I’d like to thank everyone who made St. Patrick’s Day a success again this year.  Many people spent many hours preparing the meal in St. Rita’s and the parade through the streets of Cameron.  Our altar society and the Knights of Columbus created a lot of enjoyment in an orderly way.  Good work often goes unacknowledged.  Some who work behind the scenes don’t want their names or deeds known.  They trust that God knows the good they do, and that is enough for them.  If we seek credit for the good we do, it appears that we did it only for our own glory.  So, many of our good deeds are never made public.

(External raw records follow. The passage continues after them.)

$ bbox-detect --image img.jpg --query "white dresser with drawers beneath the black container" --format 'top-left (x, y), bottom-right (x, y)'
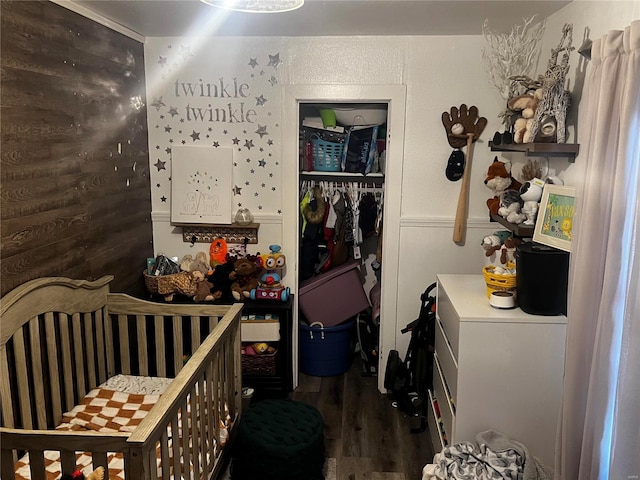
top-left (428, 275), bottom-right (567, 467)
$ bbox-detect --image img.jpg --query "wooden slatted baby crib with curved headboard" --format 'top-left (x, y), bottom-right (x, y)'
top-left (0, 276), bottom-right (242, 480)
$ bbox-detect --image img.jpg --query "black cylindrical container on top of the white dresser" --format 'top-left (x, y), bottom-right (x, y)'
top-left (516, 242), bottom-right (569, 315)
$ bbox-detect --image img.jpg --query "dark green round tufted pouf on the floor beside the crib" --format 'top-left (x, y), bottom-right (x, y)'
top-left (231, 399), bottom-right (325, 480)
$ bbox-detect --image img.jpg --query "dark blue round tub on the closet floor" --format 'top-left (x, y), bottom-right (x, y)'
top-left (298, 321), bottom-right (355, 377)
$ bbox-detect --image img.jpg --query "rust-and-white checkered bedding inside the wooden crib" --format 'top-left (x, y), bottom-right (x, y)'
top-left (16, 375), bottom-right (226, 480)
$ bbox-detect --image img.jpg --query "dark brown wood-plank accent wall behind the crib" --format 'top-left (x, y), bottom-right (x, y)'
top-left (0, 0), bottom-right (153, 295)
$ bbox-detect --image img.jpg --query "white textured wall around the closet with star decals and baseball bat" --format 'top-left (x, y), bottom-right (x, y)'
top-left (145, 0), bottom-right (638, 370)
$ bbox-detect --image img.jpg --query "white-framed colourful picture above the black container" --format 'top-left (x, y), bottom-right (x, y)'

How ironic it is that many of our bad deeds do become public.  Children try to be sneaky, but parents somehow find out.  Criminals try to leave no evidence, but most often they do.  Our electronic devices keep an embarrassing record of our desires.  When you visit a website, your computer remembers the address, and many websites remember yours.  When you send email or delete it, it isn’t really gone.  It still exists on some computer some place.  The same is true of text messages and call lists on cell phones.  Americans demand a right to privacy, but there is no privacy any more.  Our credit cards, bank accounts, and much personal information are tied together.  If people are determined, they can find out a lot about any one of us.

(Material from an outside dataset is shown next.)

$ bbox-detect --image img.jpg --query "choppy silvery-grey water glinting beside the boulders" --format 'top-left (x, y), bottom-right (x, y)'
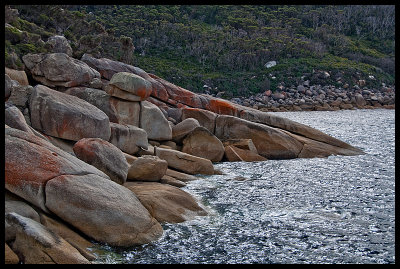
top-left (92, 110), bottom-right (395, 263)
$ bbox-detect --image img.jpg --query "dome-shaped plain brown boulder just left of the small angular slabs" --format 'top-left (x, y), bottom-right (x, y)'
top-left (182, 126), bottom-right (224, 162)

Those who run for political office will have their entire past painstakingly scrutinized, and former sins will be brought to light.  Our bad deeds can become more public than our good ones.  Yet we trick ourselves into thinking that no one knows when we sin, and no one will ever know the secret choices we make.

God knows.  Our bad choices hurt us, and they hurt our attempts to be honest with others.  When we sin, we suffer, and other people do too.  God knows what we do.

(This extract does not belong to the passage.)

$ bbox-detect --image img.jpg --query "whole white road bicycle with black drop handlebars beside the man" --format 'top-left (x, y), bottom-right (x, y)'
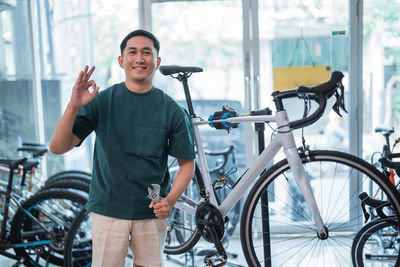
top-left (160, 66), bottom-right (400, 267)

The scribes and the Pharisees in today’s gospel catch a couple committing adultery, and they haul the woman from the bedroom to the streets where they ask Jesus about the law that says she should be stoned to death.  We don’t know what Jesus wrote on the ground.  Tradition says he wrote the sins of those standing near.  Just as they caught the woman, so Jesus catches them.  In the crowd that day there surely were other women and men guilty of sins they thought were private.

When the crowd disperses, Jesus addresses the woman.  In this short conversation, she who needs mercy talks with him who is mercy.  He forgives, but he challenges her to a new way of life.

We confess our sins to God at the beginning of mass and especially in the sacrament of reconciliation.  Whether our sins are public or private, confessing them expresses our sorrow, and hearing words of forgiveness grants us peace.  We all have sins we hope no one will ever know, but when we make them known to God, Jesus is ready to forgive, even as he issues this command: “From now on do not sin any more.”